I have nothing original to say about what has just flared into horrible flames in the east of our continent; only that I share the general horror at the sight of the face of Europe suddenly disfigured once again by ‘conventional’ territorial warfare between nations. Once again the world’s hard law asserts itself: that peace is fragile; that brute force is the plaything of the tyrant; that we cannot solve our problems by ourselves.
The days are turning slowly at the moment, and there is a lurid, unreal gleam to them as the nightmare unfolds. The shock of naked evil takes time to sink in. I understand only in outline the background to this crisis, but whatever the legitimacy of Russia’s complaints hitherto, and whatever the misbehaviour of Ukraine or the impertinence of the West, nothing justifies this campaign of outright and wholesale military aggression, let alone the very nasty weapons and tactics that are being used. Archbishop John Wilson of Southwark puts it plainly: ‘This is outrageous. It is outrageous before Almighty God, it is outrageous before the world.’
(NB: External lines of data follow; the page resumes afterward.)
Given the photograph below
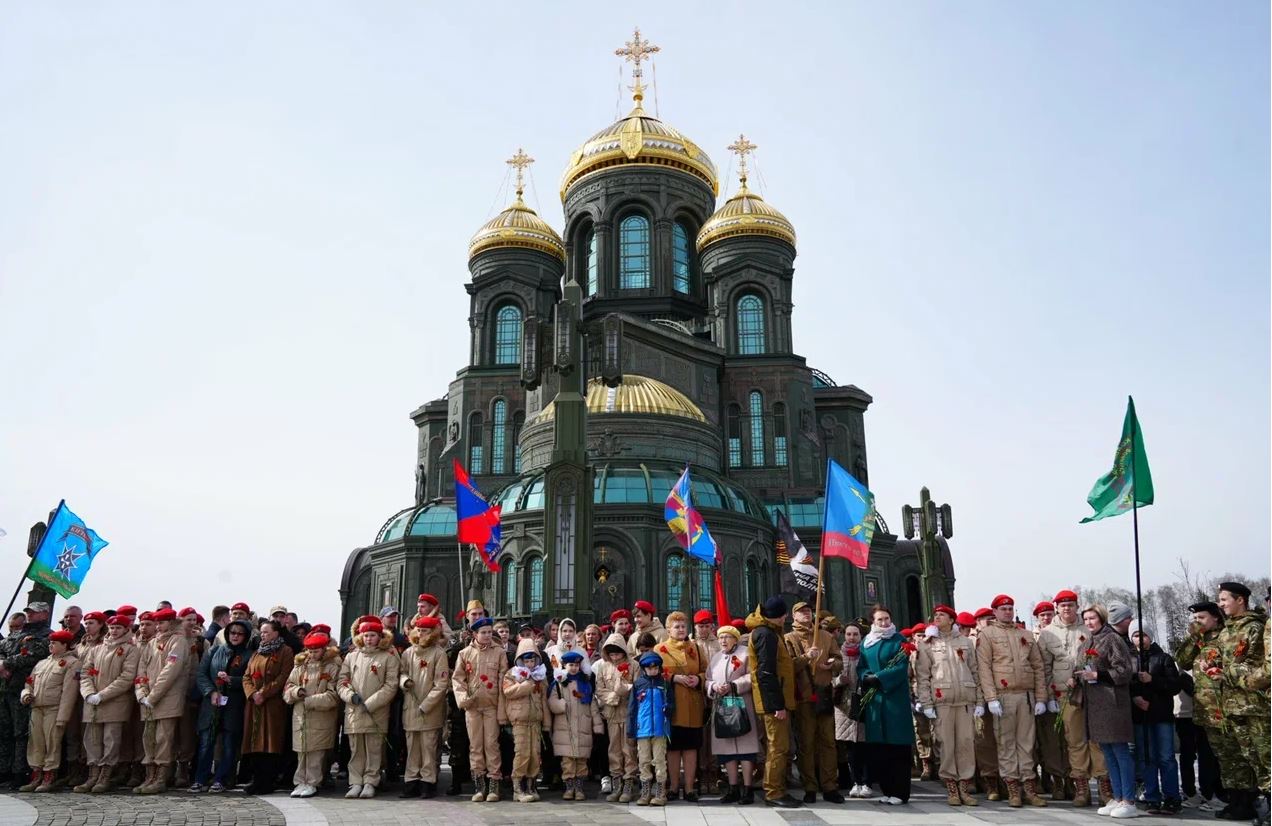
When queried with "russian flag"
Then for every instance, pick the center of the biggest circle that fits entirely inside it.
(477, 519)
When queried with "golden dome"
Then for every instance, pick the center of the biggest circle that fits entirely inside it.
(746, 214)
(639, 139)
(517, 227)
(636, 395)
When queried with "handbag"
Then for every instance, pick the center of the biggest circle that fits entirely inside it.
(729, 718)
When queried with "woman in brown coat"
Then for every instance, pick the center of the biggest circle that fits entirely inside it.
(267, 715)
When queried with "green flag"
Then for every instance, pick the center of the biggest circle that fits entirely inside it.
(1130, 477)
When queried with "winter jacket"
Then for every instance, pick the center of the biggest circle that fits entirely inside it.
(615, 681)
(314, 717)
(1008, 662)
(52, 685)
(477, 676)
(162, 676)
(370, 673)
(734, 670)
(573, 721)
(947, 671)
(772, 671)
(425, 680)
(110, 672)
(650, 707)
(1107, 700)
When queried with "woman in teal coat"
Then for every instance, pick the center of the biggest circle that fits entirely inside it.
(883, 679)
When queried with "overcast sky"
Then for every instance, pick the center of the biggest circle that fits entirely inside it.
(233, 245)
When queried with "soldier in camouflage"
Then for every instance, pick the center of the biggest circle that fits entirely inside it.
(18, 656)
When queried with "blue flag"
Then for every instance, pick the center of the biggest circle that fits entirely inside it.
(65, 553)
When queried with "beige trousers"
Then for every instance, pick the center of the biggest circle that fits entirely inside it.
(1085, 759)
(651, 755)
(527, 742)
(45, 740)
(954, 731)
(622, 751)
(483, 742)
(421, 755)
(1015, 737)
(308, 768)
(364, 760)
(102, 743)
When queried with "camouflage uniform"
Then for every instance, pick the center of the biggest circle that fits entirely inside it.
(19, 652)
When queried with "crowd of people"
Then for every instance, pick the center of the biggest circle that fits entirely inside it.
(1085, 704)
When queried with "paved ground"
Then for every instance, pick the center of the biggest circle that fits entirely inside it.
(926, 808)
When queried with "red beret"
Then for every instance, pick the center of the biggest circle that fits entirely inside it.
(317, 639)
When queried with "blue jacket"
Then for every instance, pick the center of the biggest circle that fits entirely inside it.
(650, 707)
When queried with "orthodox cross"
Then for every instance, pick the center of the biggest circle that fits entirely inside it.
(635, 51)
(742, 148)
(519, 162)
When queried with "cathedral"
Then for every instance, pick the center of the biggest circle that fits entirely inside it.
(684, 318)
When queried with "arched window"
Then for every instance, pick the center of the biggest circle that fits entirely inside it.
(757, 429)
(499, 437)
(751, 325)
(634, 253)
(508, 335)
(475, 446)
(734, 435)
(780, 434)
(674, 582)
(536, 589)
(593, 271)
(510, 587)
(682, 274)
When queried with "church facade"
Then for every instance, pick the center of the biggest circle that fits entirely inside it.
(691, 306)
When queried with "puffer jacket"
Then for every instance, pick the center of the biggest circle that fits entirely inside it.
(477, 679)
(615, 681)
(110, 672)
(162, 676)
(372, 673)
(1008, 662)
(772, 671)
(425, 680)
(573, 721)
(314, 717)
(947, 671)
(52, 685)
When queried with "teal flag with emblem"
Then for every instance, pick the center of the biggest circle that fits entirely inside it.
(1130, 483)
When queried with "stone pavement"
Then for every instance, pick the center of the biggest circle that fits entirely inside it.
(178, 808)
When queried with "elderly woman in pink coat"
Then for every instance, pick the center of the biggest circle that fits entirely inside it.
(728, 681)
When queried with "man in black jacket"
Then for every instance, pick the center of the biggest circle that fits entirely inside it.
(1153, 696)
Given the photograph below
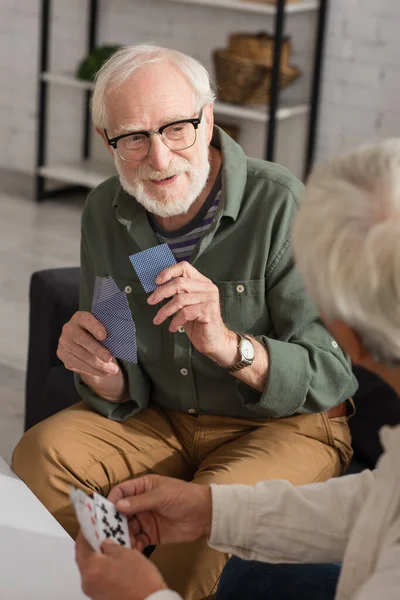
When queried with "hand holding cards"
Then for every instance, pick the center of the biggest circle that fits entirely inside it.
(99, 519)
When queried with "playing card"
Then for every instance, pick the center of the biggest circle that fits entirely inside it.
(86, 514)
(111, 524)
(149, 263)
(110, 306)
(99, 519)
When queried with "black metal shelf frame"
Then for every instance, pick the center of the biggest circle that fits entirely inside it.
(270, 131)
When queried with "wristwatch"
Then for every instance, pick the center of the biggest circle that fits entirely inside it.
(247, 354)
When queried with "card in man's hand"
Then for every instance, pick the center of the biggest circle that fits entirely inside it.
(149, 263)
(99, 519)
(110, 306)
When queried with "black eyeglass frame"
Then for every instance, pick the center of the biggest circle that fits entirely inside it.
(195, 122)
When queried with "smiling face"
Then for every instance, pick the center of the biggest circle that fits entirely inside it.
(166, 182)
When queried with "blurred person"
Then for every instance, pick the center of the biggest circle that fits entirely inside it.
(237, 380)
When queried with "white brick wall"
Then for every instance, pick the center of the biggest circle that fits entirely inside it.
(361, 80)
(360, 99)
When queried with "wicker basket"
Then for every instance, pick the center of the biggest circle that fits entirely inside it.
(242, 81)
(260, 48)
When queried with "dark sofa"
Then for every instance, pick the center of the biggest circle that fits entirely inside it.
(50, 388)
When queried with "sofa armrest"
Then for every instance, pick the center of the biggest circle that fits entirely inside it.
(54, 298)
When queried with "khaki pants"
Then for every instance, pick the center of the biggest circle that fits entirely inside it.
(80, 447)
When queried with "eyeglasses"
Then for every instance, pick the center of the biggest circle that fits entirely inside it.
(135, 146)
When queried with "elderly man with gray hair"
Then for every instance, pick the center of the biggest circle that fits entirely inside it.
(236, 379)
(339, 539)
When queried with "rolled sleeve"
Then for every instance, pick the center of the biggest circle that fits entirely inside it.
(307, 371)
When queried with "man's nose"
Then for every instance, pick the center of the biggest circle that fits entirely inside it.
(160, 155)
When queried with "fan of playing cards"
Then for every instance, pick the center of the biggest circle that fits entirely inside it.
(99, 519)
(110, 305)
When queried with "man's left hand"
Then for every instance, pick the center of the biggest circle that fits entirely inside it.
(195, 305)
(117, 574)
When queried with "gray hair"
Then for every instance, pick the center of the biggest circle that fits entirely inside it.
(126, 61)
(346, 239)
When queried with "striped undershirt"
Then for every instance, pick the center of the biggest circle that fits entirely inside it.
(184, 240)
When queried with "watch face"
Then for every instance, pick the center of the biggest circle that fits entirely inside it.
(247, 349)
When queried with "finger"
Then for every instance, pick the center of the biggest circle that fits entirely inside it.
(181, 285)
(83, 551)
(111, 548)
(181, 269)
(142, 542)
(75, 338)
(89, 322)
(179, 302)
(144, 502)
(80, 360)
(187, 315)
(133, 487)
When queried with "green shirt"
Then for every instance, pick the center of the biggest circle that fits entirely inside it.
(246, 252)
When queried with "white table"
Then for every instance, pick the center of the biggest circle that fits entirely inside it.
(36, 554)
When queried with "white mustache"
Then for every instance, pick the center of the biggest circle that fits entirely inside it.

Yet no swift or easy end seems likely, not now that the invasion force has been committed. This shows every sign of being a long and bitter and ruinous struggle, with impossible cost to life and limb. Thus opens yet another chapter in the tragic histories of both Ukraine and Russia.
Somehow, although the conflict is far to our east in Britain, it reaches close to home in certain ways: for me, most obviously with respect to my Ukrainian neighbours, who still have relatives in their homeland. I was startled, too, to read news of the Polish composer Paweł Bębenek, who on the day the invasion began was in the Ukrainian capital to conduct one of his singing workshops, just like the one I attended when he came to London last October. Hearing news of the invasion, he knew he had to leave straightaway. After a fortunate but desperate escape in a Polish diplomatic car, he is now safe at home, but it seems to have been a close-run thing. (I now understand more fully why, at one moment during the London workshop, he mentioned the anxiety and suffering of Ukraine, briefly but with much feeling). One way and another, this catastrophe does not feel as remote as it might have done.
Despite this, or perhaps because of it, there is a feeling of powerlessness at this remove. Contribution to the humanitarian efforts (Caritas, Aid to the Church in Need, the Disasters Emergency Committee, of which CAFOD is a member) is one obvious and valuable way to help. But it occurs to me that it would also be an idea, if we have the opportunity, to think imaginatively about the sort of help that could be given. We could, for example, favour with our patronage any Russian local or family businesses that may be nearby, and thus reassure their owners, and remind ourselves, that a nation is more than any crazed madnesses of its government. So far we have generally been good at remembering this (including my neighbours, to their great credit), but we know how human beings can be: such reassurance will do no harm. Russia too is a noble country and its ordinary citizens deserve better than the present leadership; they should not be blamed for Russia’s disgrace.
One other thing we can do is to keep going about our lives with care and purpose. It has occurred to me before that in my work as an archivist, one good catalogue record added is one small deed done for order against chaos, for truth against falsehood, for good against evil. In no way is this equivalent to the valour of a soldier defending his homeland, but it is something; and the same goes for everyone. It also aligns with the words of the poet-priest Malcolm Guite in the video below, in which he discusses C. S. Lewis’s exhortation, appropriately enough in a sermon of 1939, not to abandon poetry and beauty in times of tribulation. We in Britain may not be directly engaged militarily in this new war, but we are engaged always in the great cosmic battle, in which every sound line of verse, every sweet bar of music, every true word, every good deed, every laugh, every tear, every prayer carries its weight. And it is on this plane of existence that war itself ultimately begins and ends. For, as Archbishop Wilson also points out, just as all war is fundamentally conceived in the heart, so too in the heart alone can it truly be ended. Let it be so, let it be so.